For more than 100 years, India's indigenous communities have been systematically oppressed, disenfranchised, dispossessed and dehumanised. Even independence from the British colonial power and even the rights guaranteed to them in the Indian constitution have not changed the situation. On the contrary, globalisation and "India shining" (The capitalist push for modernisation after the collapse of the bloc confrontation) promoted land expropriation for the benefit of capitalist profit maximisation, legally legitimised and promoted by the instrumentalisation of the Indian state. The resistance of India's indigenous population has increasingly formed in recent decades. The Adivasi, as the indigenous people of India call themselves, are now the largest oppositional movement in India.

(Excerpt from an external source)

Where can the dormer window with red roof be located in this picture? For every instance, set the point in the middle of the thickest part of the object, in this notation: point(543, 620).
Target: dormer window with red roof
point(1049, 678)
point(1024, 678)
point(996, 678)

1. Stan Swamy - "It will be black desert"

The first part is a conversation between the Adivasi activist and human rights activist Stan Swamy and the journalist Michael Briefs. Swamy was a Jesuit priest and a supporter of Adivasi resistance against mining multinationals for 50 years. The conversation will focus on how exactly the government's and multinationals' approach to Adivasi land confiscation works, how peaceful resistance is organised and what support Indian and foreign activists can give. Stan Swamy died in Bombay prison on 5.7.2021, the oldest political prisoner in India, aged 84. The interview was conducted by Michael Briefs in 2004 in the Indian state of Jharkhand.

2./3./4. Bulu Imam - "Learn from us" / "We wiped out nine-tenth of civilasation" / "You have to give a real alternative"

Three "takes" with philosopher, environmental activist and human rights activist Bulu Imam. First he talks about the causes and in the second "take" about the concrete consequences of the modernity imported by the Weists in India and China, among others. In the last "take", he begins to outline the idea of a global alternative to the Western concept of modernity. This is based on a rejection of modern concepts of development, as they are pushed forward to the present for the benefit of globalised elites, regardless of the political system. This modernity is a "canibalistic modernity", the consequences of which are disastrous, especially in the countries of the South. It actively promotes the eradication of cultural and natural diversity. Climate change is only one consequence. The global consequences threaten the survival of all humanity. The interview was conducted in 2004 at Bulu Imam's home.